Né à Shanghai en 1953, Qiu Xiaolong a intégré dans les années 1980 l’Académie des Sciences Sociales. Après avoir enseigné à l’université de Saint Louis où il était arrivé comme chercheur invité en 1988, l’auteur se consacre aujourd’hui exclusivement à l’écriture.

JPEGSes romans (Mort d’une héroïne rouge (2000), Visa pour Shanghai (2002), Encres de Chine (2004), Le très corruptible mandarin (2006), De Soie et de Sang (2007), Cité de la Poussière Rouge (2008)) traduits dans une vingtaine de langues, ont d’emblée rencontré un grand succès en France, où se trouve son plus important lectorat.

Qiu Xiaolong, nous sommes heureux pouvoir vous rencontrer à l’occasion de votre passage à Shanghai. Revenez-vous souvent en Chine ?

Je reviens une à deux fois par an à Shanghai. Cette année à nouveau, j’étais associé au Festival de littérature asiatique de Hong Kong d’où j’arrive. Mais, comme dit mon épouse, je voyage trop ! En France aussi d’ailleurs où je me rends souvent pour le Salon du livre…

« Le Monde » a récemment publié en épisodes « Cité de la poussière rouge » qui se passe intégralement dans les shikumen. Vos séjours à Shanghai demeurent-ils une source d’inspiration ?

Ah oui, vraiment toujours. Je découvre chaque fois de nouvelles histoires. Il n’y a rien à inventer !

Il n’est pas facile de trouver un éditeur aux Etats-Unis. Comment avez-vous réussi à publier votre premier roman ?

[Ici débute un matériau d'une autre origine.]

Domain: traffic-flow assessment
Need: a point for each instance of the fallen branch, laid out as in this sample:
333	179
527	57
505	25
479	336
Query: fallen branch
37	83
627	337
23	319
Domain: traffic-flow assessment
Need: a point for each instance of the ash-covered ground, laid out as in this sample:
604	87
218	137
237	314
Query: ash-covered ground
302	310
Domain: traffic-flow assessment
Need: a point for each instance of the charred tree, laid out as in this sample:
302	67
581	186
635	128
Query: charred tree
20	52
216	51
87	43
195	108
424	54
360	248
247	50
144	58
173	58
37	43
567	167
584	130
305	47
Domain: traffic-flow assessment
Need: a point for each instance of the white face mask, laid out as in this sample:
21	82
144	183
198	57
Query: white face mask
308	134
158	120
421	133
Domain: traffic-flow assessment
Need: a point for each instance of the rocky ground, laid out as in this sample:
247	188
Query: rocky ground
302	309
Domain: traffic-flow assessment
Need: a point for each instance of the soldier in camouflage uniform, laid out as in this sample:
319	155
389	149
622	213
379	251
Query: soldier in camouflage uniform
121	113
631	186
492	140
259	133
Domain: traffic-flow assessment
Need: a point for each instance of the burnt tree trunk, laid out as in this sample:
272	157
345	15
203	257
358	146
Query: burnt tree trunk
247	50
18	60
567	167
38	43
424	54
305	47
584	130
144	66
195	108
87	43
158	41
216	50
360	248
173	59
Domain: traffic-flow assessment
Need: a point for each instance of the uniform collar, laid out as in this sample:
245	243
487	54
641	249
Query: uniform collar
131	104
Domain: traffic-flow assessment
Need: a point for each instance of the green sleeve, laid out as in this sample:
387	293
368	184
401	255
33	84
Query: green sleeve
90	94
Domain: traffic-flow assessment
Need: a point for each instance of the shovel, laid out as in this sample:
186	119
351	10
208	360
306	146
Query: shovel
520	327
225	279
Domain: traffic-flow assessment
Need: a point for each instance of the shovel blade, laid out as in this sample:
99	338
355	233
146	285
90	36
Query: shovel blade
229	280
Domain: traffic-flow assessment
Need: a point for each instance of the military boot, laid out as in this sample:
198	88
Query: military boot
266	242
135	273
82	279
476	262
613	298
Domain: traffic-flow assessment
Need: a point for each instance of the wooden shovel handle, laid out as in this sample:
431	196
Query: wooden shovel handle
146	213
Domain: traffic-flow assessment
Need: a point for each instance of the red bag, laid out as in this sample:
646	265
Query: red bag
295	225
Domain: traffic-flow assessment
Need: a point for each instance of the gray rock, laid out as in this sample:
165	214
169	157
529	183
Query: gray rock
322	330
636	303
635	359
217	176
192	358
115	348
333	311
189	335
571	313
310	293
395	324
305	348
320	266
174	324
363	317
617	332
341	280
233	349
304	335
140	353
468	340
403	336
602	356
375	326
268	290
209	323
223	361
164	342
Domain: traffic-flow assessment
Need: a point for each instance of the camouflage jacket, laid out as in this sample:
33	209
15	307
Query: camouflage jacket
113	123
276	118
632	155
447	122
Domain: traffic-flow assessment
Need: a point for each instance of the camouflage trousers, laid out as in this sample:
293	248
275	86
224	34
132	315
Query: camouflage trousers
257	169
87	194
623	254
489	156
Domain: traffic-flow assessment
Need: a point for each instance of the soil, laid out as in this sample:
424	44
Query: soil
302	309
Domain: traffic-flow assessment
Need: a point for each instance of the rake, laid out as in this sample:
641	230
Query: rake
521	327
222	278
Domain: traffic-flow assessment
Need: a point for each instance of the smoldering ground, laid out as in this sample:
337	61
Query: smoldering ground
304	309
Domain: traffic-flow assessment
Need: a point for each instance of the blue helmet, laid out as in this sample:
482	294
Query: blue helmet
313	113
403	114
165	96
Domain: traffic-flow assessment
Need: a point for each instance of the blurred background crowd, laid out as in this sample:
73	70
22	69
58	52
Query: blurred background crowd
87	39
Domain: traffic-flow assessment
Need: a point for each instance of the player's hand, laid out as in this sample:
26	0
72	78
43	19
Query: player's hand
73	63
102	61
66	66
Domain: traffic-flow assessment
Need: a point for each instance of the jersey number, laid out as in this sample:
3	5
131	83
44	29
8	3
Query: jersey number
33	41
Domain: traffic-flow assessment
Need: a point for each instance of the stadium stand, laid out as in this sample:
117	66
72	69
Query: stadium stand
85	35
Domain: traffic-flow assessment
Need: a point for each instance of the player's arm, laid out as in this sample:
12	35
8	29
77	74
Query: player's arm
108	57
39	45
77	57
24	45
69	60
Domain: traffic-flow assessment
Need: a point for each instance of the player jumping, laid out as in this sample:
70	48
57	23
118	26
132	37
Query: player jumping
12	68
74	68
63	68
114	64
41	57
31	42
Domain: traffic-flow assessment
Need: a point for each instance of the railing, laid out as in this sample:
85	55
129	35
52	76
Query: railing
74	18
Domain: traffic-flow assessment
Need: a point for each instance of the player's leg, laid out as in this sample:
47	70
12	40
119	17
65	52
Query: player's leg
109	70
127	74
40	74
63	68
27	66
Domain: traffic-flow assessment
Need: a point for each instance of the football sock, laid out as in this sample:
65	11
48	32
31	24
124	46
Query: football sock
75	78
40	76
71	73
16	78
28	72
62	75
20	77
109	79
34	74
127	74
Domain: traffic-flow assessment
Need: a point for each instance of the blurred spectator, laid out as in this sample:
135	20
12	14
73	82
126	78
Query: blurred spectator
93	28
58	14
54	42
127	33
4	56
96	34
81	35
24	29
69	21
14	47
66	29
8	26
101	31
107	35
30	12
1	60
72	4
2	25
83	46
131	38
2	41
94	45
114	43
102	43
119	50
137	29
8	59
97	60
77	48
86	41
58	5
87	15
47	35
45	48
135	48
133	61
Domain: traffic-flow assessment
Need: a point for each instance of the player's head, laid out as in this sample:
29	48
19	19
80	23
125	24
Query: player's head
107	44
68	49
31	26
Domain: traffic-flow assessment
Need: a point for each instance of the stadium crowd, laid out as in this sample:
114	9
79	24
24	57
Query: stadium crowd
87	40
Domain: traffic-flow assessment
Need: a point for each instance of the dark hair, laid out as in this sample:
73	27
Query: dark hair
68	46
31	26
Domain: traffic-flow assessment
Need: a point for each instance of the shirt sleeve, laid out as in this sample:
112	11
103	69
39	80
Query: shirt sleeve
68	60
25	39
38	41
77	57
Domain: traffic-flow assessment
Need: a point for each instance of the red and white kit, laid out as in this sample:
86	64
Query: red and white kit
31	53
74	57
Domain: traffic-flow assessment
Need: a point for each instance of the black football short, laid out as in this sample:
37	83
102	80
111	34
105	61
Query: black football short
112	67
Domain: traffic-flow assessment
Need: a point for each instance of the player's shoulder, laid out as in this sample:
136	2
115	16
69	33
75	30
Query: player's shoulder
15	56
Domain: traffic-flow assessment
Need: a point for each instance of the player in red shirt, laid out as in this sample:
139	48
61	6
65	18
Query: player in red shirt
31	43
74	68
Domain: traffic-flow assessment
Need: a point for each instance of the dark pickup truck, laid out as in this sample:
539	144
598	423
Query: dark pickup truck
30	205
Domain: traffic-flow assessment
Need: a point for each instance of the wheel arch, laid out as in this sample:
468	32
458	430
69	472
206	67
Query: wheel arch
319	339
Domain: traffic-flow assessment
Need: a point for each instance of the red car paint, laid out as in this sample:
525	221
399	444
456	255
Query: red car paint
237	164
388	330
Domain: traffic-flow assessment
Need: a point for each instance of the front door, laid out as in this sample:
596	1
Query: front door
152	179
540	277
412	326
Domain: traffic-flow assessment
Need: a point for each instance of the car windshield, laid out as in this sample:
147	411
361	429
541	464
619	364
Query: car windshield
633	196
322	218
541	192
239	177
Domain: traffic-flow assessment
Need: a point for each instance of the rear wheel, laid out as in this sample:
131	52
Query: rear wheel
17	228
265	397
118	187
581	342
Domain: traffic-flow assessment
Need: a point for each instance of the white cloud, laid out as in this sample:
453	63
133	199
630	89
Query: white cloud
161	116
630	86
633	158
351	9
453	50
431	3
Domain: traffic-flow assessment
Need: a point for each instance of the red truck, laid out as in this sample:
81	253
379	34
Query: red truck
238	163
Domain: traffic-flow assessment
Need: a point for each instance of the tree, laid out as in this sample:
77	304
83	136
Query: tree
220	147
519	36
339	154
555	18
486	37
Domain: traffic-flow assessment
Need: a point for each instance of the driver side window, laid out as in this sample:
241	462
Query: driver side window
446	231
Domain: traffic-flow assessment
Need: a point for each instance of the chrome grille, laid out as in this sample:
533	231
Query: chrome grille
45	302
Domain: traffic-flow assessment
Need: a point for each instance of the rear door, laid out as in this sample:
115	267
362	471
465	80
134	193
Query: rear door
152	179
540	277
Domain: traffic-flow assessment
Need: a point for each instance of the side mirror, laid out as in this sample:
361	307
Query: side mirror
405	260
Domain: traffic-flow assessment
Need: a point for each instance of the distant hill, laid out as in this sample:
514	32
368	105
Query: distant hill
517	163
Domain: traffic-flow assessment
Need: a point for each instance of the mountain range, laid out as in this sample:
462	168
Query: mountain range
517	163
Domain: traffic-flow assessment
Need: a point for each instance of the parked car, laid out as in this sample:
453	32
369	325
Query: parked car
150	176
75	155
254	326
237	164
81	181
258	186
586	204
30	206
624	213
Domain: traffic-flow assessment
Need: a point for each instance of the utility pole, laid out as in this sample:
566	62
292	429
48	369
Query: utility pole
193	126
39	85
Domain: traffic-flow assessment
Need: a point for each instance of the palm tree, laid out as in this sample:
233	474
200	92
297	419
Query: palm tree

Cela s’est passé très simplement. J’ai envoyé mon manuscrit à plusieurs éditeurs et j’ai reçu très vite une proposition… que j’ai tout de même trouvée un peu contraignante sur le moment. Le contrat stipulait que ce premier roman serait publié mais que je devais aussi en écrire deux autres. Je n’y avais pas pensé !

Vous écrivez en anglais et vos romans sont traduits dans le monde entier. En chinois également ?

Oui, mes romans sont traduits à Hong Kong. En Chine continentale, trois titres sont disponibles*. La seule différence du texte anglais porte sur le nom de la ville, des rues, des lieux : ce n’est plus Shanghai, mais « la ville de H ».

Quel rapport entretenez-vous avec la littérature française ?

J’aime beaucoup la littérature française. Par exemple, j’adore l’œuvre de Simenon. Son style est remarquable. Dans ses romans, il y a de vrais personnages, consistants, aux multiples facettes.

Comme dans les vôtres, l’inspecteur Chen Cao qui ne correspond pas du tout aux clichés traditionnels de l’inspecteur. Une figure aux multiples facettes : fin gourmet et fervent admirateur du dramaturge et poète américain T.S. Eliot, comme vous-même…

Oui, une chose me frappe aujourd’hui en Chine : les jeunes sont en général bien pragmatiques ! Par exemple, ils me demandent souvent pourquoi j’écris des polars alors que je pourrais gagner beaucoup plus d’argent en faisant autre chose. Les gens de ma génération n’étaient pas autant préoccupés par les biens matériels. Je voulais développer la complexité du personnage de Chen. Au-delà de son métier d’inspecteur, il a une « double vie » en effet, qui fait toute sa richesse. Je crois que beaucoup de mes lecteurs peuvent se reconnaître en lui.

* : Mort d’une héroïne rouge, Visa pour Shanghai, De Soie et de Sang, ed. « Shanghai Wenyi Chubanshe »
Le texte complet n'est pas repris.